Erik Van Alstine

Erik Van Alstine

Author. Leadership strategist. Expert in Perceptual IntelligenceTM.

The Last Human Freedom

We all want to feel free and powerful.

The challenge is, many of us feel coerced by the responsibilities of life. We feel we “have to” go to work and pay our bills. We “have to” be home at a certain time. We “have to” go to the dance recital and the soccer game. Life requires things of us, and therefore, we believe we can’t be free.

Until we get a look at the life of Austrian psychiatrist Viktor Frankl, a holocaust survivor who described and witnessed “the last human freedom” in the death camps. According to Viktor, there’s a sense that we’re always free. Even when our circumstances look the opposite.

Viktor Frankl in Auschwitz

Frankl ran the “suicide pavilion” at the Steinhof Psychiatric Hospital in Vienna between 1933 and 1937, then started in private practice. A year later, the Nazis took over Austria, and four years after that, September 25, 1942, they deported Frankl, a Jew, with his wife and his parents, to the Theresienstadt ghetto.

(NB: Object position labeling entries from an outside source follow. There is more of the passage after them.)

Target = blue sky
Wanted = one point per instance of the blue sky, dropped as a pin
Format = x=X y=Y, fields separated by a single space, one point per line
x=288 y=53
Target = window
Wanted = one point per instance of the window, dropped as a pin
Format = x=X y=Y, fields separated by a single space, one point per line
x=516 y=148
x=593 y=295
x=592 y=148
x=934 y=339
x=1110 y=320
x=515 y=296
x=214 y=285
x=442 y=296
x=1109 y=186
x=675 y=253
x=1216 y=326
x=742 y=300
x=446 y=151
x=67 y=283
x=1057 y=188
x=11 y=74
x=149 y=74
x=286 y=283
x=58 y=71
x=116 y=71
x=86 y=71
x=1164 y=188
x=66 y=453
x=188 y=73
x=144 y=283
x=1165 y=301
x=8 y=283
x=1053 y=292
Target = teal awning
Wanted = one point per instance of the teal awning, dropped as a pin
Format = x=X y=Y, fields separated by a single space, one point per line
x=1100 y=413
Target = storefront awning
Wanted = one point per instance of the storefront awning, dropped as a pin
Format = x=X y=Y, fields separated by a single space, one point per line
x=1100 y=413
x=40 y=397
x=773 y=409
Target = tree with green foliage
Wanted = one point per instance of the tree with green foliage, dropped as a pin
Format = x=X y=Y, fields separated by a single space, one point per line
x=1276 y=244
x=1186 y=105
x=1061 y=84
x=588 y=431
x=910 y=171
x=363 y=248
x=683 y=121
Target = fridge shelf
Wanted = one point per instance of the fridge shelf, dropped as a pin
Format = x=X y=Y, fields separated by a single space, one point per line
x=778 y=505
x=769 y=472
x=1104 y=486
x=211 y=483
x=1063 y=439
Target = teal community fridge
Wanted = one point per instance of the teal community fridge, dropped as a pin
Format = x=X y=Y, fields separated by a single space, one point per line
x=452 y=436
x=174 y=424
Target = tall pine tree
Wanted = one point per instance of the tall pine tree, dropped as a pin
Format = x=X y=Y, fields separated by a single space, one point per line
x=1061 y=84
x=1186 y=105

Two years later the Nazis moved Viktor and his wife Tilly to the Auschwitz concentration camp. His mother Elsa and his brother Walter died there in Auschwitz. The Nazis moved Tilly to another camp, where she died as well. Viktor and his sister Stella were the only survivors in his immediate family.

For three years in camps Frankl observed the suffering and death of his family, his friends, his people. He got a front-row look at the depravity, the coercion, the helplessness, the agony. He was forced to march for miles, barefoot, with hardly any clothes in freezing weather. He saw fellow prisoners lose their minds.

The Last Human Freedom

But he saw something else amid the coercion and horror. Here’s how he described it in his book, Man’s Search for Meaning:

“We who lived in concentration camps can remember the men who walked through the huts comforting others, giving away their last piece of bread. They may have been few in number, but they offer sufficient proof that everything can be taken from a man but one thing: the last of the human freedoms—to choose one’s attitude in any given set of circumstances.”1

We can’t control all the circumstances of life. But we can control the way we respond to the circumstances.

  • We can control the way we think about our circumstances.
  • We can offer comfort to others despite our own suffering and pain.
  • We can find something good and focus on it.
  • We can give to others, even when they don’t give in return.
  • We can forgive offenses and overlook insults.

We have tremendous power within us, even in what seems to be a totally powerless situation. “When we are no longer able to change a situation,” Frankl said, “we are challenged to change ourselves.”

When it seems like life is controlling us, we can remember that our response to life is always in our control. Every challenge of life becomes a test of our freedom. There’s a fundamental power in human nature, a power to choose the most constructive response to every situation. Every situation is a test of that power, an opportunity to keep our sense of freedom, no matter what happens.

Will we choose right and pass the test?

1Viktor Frankl, Man’s Search for Meaning (New York: Pocket Books, 1984).